# Chapter 7 Survey Data

One major strength of Stata is the ease with which it can analyze data sets arising from complex sample surveys. When working with data collected from a sample with a complex design (anything above and beyond a simple random sample of a population, where the sample design involves clustering and stratification of sampled elements, and multiple stages of sampling), standard statistical analysis procedures that assume a simple random sample (such as everything we’ve discussed so far) will result in very biased estimates of statistics that do not take the design of the sample into account. Two major problems arise when survey data is analyzed without taking the design into account:

1. Representation
2. Variance Estimation

Incorporation of the weights corrects for biased estimates (representation) and the stratification and clustering produces correct variance estimates.

Stata is one of the leaders in terms of statistical software that can perform these types of analyses, and offers a wide variety of commands that will perform design-based analyses of data arising from a sample with a complex design. The basic process consists of two steps (similar to mi), first using svyset to describe the complex survey design, secondly using the svy: prefix to perform analyses.

## 7.1 Definitions

Complex survey design is a massive topic which there are entire departments devoted to (Program at Survey Methodology here at Michigan) and which we offer a separate full day workshop (Survey Design). A simple survey design takes a random sample from the population as a whole. There are various reasons why a simple random sample will not work.

• It is often infeasible to do either because of time or cost.
• With smaller sample sizes, it can be difficult to obtain enough individuals in a given subpopulation.
• For some small subpopulations, it may be very difficult to even obtain any individuals in a simple random sample.

A complex survey design allows researchers to consider these limitations and design a sampling pattern to overcome them. Three primary techniques are

• Stratification. Rather than sample all individuals, instead target specific subpopulations and collect from them explicitly. For example, you may stratify by race and aim to collect 50 white, 50 black, 50 Hispanic, etc.
• Clustering. Primarily a cost/time saving measure. Similar to stratification, but instead of sampling from all clusters, you take a random sample of clusters and then sample within them. A typical clustering variable is neighborhood or census tract or school.
• Weighting. If certain sets of characteristics are more or less common, or more or less desired, when randomly sampling individuals, we can down-weight those who we don’t want/are more common, and up-weight those we want/are less common.
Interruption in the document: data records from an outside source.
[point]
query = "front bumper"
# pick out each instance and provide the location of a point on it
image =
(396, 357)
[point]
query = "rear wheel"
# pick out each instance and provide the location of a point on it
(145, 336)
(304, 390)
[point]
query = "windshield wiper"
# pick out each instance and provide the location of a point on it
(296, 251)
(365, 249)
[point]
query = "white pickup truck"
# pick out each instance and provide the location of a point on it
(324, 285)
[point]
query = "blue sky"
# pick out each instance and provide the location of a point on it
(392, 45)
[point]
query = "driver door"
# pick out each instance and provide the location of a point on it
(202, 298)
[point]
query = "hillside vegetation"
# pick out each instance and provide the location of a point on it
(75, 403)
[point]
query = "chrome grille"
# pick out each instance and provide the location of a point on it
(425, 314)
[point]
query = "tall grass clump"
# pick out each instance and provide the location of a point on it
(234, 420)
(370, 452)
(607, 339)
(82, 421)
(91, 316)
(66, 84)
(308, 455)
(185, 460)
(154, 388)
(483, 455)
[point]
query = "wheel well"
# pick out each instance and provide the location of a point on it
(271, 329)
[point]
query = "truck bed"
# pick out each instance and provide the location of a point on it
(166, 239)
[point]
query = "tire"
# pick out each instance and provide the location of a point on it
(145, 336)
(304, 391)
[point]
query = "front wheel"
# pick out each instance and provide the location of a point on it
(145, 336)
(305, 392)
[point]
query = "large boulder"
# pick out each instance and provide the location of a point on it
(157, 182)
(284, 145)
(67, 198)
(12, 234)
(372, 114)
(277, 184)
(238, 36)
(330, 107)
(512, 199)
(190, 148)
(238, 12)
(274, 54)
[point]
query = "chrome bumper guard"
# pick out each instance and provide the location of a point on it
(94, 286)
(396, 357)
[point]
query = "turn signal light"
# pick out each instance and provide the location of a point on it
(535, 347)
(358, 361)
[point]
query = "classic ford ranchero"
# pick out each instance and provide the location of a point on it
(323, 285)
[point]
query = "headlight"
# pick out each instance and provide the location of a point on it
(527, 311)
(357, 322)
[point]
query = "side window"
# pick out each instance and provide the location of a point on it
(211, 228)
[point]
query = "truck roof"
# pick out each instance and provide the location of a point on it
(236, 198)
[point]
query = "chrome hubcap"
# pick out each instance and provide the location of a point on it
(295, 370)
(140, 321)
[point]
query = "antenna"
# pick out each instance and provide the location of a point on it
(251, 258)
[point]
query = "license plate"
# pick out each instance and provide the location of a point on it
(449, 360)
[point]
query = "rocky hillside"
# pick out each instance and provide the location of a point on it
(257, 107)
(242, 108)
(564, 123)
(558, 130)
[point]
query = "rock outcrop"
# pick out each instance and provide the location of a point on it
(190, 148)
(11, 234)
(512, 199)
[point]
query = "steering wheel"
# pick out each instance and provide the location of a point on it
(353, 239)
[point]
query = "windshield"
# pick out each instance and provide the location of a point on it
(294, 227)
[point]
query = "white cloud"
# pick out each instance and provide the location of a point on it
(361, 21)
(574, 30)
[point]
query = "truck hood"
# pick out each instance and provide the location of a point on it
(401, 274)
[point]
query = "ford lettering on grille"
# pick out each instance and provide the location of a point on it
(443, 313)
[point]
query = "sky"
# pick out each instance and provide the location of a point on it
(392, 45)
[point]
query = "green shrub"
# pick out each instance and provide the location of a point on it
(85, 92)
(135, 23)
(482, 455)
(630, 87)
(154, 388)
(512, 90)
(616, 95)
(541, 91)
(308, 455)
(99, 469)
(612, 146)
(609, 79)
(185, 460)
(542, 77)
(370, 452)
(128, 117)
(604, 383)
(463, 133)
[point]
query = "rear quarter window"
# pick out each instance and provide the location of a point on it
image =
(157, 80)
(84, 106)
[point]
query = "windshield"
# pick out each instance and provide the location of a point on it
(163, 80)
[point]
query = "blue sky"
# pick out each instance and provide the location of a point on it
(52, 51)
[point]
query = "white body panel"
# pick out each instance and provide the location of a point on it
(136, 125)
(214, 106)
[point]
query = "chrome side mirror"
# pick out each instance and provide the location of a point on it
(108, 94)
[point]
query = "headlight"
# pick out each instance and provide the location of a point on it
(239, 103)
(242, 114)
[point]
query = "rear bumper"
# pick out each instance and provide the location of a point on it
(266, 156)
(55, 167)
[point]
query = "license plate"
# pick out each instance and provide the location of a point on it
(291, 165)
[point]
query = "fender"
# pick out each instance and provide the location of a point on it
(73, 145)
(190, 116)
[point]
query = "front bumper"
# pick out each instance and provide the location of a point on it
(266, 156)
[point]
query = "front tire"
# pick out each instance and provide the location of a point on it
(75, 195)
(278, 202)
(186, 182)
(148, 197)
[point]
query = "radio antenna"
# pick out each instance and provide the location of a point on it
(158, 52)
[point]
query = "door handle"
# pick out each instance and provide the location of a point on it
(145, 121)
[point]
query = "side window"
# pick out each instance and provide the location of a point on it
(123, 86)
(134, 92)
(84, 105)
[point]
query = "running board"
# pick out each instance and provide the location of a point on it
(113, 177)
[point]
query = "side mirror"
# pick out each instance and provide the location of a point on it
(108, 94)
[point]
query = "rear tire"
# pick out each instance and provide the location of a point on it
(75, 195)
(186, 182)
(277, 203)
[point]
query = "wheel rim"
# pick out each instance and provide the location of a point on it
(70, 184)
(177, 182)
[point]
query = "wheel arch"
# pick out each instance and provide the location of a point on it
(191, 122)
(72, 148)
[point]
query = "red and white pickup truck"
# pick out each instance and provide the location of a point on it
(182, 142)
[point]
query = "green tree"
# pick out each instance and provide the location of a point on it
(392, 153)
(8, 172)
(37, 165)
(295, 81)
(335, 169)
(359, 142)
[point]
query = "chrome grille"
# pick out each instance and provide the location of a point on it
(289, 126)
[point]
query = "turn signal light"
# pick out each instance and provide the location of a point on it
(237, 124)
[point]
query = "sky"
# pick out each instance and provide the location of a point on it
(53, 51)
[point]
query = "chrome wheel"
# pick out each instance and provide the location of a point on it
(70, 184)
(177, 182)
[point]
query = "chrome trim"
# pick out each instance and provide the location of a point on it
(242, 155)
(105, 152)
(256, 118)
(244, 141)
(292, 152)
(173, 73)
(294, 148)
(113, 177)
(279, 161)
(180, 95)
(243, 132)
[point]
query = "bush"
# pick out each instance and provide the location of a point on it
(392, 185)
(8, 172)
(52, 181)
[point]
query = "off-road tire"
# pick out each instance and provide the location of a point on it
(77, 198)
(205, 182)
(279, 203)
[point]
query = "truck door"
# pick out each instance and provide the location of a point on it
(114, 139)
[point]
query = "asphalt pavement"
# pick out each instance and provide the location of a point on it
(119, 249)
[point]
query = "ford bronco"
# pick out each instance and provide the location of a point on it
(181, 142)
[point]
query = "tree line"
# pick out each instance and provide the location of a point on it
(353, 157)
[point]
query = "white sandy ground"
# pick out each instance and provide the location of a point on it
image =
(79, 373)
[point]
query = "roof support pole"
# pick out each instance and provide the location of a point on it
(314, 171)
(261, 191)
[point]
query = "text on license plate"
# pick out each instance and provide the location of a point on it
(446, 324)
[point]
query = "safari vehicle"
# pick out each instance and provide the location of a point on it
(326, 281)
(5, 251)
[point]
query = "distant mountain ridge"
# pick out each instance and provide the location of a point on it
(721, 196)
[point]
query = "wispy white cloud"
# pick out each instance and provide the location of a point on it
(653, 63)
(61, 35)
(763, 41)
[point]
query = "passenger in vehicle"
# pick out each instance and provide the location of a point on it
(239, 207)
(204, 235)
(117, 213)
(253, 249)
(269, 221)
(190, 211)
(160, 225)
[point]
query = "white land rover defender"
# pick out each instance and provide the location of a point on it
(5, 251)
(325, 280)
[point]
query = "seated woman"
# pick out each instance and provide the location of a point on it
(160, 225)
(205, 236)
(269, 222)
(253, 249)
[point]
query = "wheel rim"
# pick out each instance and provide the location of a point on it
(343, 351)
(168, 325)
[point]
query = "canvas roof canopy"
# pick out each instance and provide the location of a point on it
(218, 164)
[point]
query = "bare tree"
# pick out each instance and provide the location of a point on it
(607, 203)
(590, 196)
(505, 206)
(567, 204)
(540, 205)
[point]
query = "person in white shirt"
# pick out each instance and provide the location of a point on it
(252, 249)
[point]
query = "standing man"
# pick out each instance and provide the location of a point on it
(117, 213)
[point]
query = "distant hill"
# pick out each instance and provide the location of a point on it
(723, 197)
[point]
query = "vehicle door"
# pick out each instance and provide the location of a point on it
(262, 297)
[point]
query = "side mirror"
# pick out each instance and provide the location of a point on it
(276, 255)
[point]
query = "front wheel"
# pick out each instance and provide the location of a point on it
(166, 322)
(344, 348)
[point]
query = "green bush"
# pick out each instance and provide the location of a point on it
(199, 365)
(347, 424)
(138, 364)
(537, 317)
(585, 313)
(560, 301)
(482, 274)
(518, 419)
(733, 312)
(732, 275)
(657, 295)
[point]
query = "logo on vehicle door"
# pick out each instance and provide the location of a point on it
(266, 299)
For example, we might want to collect data on obesity in school children in Ann Arbor. Rather than randomly sampling across all schools, we cluster by schools and randomly select 3. Then at each of those schools, we stratify by race and take a random sample of all students of each race at each school, weighted by their weight to attempt to capture more overweight students.

One final term is primary sampling unit which is the first level at which we randomized. In this example, that would be schools.

## 7.2 Describing the survey

The general syntax is

svyset <psu> [pweight = <weight>], strata(<strata>)


The svyset command defines the variables identifying the complex design of the sample to Stata, and only needs to be submitted once in a given Stata session. The <psu> is a variable identifying the primary sampling unit (PSU) that an observation came from. The <weight> is a variable containing sampling weights. Finally, the <strata> is a variable identifying the sampling stratum that an observation came from.

The NHANES data we’ve been using in our examples is actually from a complex sample design, which we’ve been ignoring. Let’s incorporate the sampling into the analysis.

. webuse nhanes2, clear



The three variables of interest in the data are finalwgt for the sampling weights, strata for the strata, and psu for the clusters.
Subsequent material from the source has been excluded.